LE FAIT DU JOUR. Et si on s'engageait tous contre le sexisme ? Une campagne débute ce jeudi contre ces humiliations du quotidien. Entretien avec Laurence Rossignol, ministre des Droits des femmes.

    La ministre des Droits des femmes nous dévoile en exclusivité la campagne qu'elle lance contre le sexisme, avec des associations et plusieurs personnalités.

    Comment est née cette campagne ?

    LAURENCE ROSSIGNOL. D'un constat. Nous avons tout l'arsenal législatif nécessaire depuis la loi Veil de 1975 sur l'avortement, et la dernière loi (NDLR  : pour l'égalité réelle entre les femmes et les hommes) date de 2014. Pourtant, les résultats ne sont pas au rendez-vous des ambitions, ni sur les inégalités salariales, qui demeurent importantes, ni sur les violences faites aux femmes, le harcèlement, ou l'image des femmes véhiculée par la publicité. Ça ne changera donc pas en faisant une nouvelle loi.

    Qu'est-ce qui bloque ?

    L'obstacle, c'est le sexisme, cet ensemble de stéréotypes qu'on véhicule sur les femmes. Ce sont les plaisanteries sur les blondes, les femmes au volant, notre inconscient collectif qui fait qu'on conditionne nos enfants dans le choix de leurs activités, leur orientation scolaire, qu'on répète à un petit garçon que les hommes ne pleurent pas. Des choses a priori banales. Nous devons engager une bataille culturelle. Cette campagne doit permettre de rendre visible ce qui est invisible, le sexisme au quotidien.

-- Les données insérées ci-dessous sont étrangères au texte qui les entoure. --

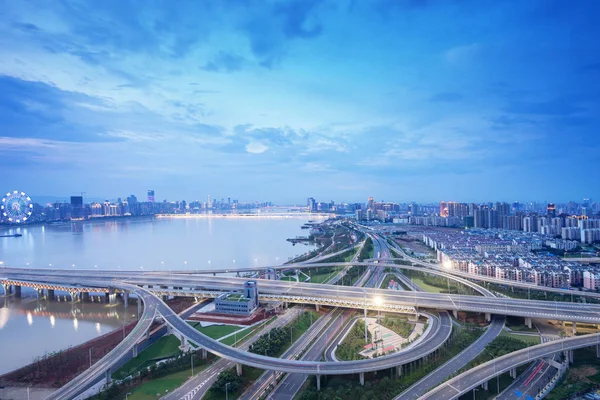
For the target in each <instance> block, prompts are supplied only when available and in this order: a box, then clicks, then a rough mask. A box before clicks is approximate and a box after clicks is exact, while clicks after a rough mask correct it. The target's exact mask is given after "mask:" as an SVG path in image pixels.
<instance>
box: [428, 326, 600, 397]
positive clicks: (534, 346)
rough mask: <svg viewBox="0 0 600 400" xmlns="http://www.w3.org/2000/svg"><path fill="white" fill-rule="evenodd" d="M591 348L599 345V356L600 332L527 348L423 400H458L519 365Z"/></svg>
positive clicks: (455, 379) (428, 393)
mask: <svg viewBox="0 0 600 400" xmlns="http://www.w3.org/2000/svg"><path fill="white" fill-rule="evenodd" d="M592 346H596V355H598V354H599V353H598V348H599V346H600V333H596V334H592V335H585V336H576V337H571V338H568V339H562V340H554V341H551V342H547V343H544V344H539V345H537V346H532V347H527V348H525V349H522V350H519V351H515V352H512V353H509V354H506V355H504V356H502V357H499V358H496V359H494V360H492V361H488V362H486V363H485V364H481V365H478V366H476V367H473V368H471V369H470V370H468V371H466V372H463V373H462V374H460V375H458V376H456V377H454V378H452V379H450V380H449V381H446V382H445V383H443V384H441V385H439V386H438V387H436V388H435V389H433V390H431V391H429V392H427V393H426V394H425V395H424V396H422V397H421V398H420V400H442V399H443V400H448V399H455V398H458V397H460V396H462V395H463V394H465V393H468V392H469V391H470V390H472V389H474V388H475V387H477V386H478V385H481V384H484V383H485V382H487V381H489V380H490V379H491V378H493V377H495V376H497V375H500V374H503V373H505V372H507V371H511V370H513V369H514V368H517V367H518V366H520V365H523V364H527V363H530V362H532V361H534V360H536V359H539V358H543V357H548V356H551V355H553V354H555V353H558V352H561V351H562V352H565V351H566V352H570V351H573V350H575V349H580V348H583V347H592Z"/></svg>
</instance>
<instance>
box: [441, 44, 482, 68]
mask: <svg viewBox="0 0 600 400" xmlns="http://www.w3.org/2000/svg"><path fill="white" fill-rule="evenodd" d="M480 49H481V46H480V45H479V43H471V44H467V45H464V46H457V47H453V48H451V49H450V50H447V51H446V52H444V60H445V61H446V62H447V63H449V64H453V65H463V64H468V63H469V62H471V61H472V60H473V59H474V58H475V57H476V56H477V53H479V51H480Z"/></svg>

    Comment, concrètement ?

    Je dis aux femmes : vous n'êtes pas seules ! Ce qui permet souvent aux harceleurs de s'en sortir, c'est la peur qu'a leur victime de se retrouver isolée. Au bureau, l'employée qui va envoyer balader celui qui fait des vannes sexistes risque de ne plus être invitée au pot du vendredi parce qu'elle n'est « pas marrante ». Ça concerne toutes les femmes, quel que soit leur statut social. C'est celui qui harcèle qui ne doit plus être invité. La honte doit changer de camp !

    Quels outils proposez-vous ?

    D'abord un badge « Sexisme, pas notre genre ! », qu'on peut trouver sur le site du ministère ou auprès des associations, qui doit permettre de montrer que nous sommes nombreux à vouloir que ça change. Nous sommes soutenus par des parrains et marraines comme Zabou Breitman, Clovis Cornillac, François Cluzet, Valérie Damidot, Julie Gayet (lire ci-dessous), Sarah Ourahmoune, Audrey Pulvar ou Jean-Pierre Darroussin. C'est une campagne citoyenne, portée à égalité par des associations comme le Planning familial, Femmes solidaires ou Grandes Ecoles au féminin. Mais ça ne doit pas être qu'une affaire d'associations féministes. Les clubs de sport, associations culturelles ou familiales doivent s'en emparer. Nous allons faire remonter sur un site Internet tous les projets positifs, qui seront labellisés « Sexisme, pas notre genre ! ». Ça va du café qui garantit la mixité à des soirées d'entraide aux familles monoparentales. Enfin, nous allons proposer aux entreprises de signer une charte pour garantir à leurs employées un espace de travail protégé du sexisme.

    Le point noir reste l'inégalité salariale. Un homme gagne 20 % de plus en moyenne !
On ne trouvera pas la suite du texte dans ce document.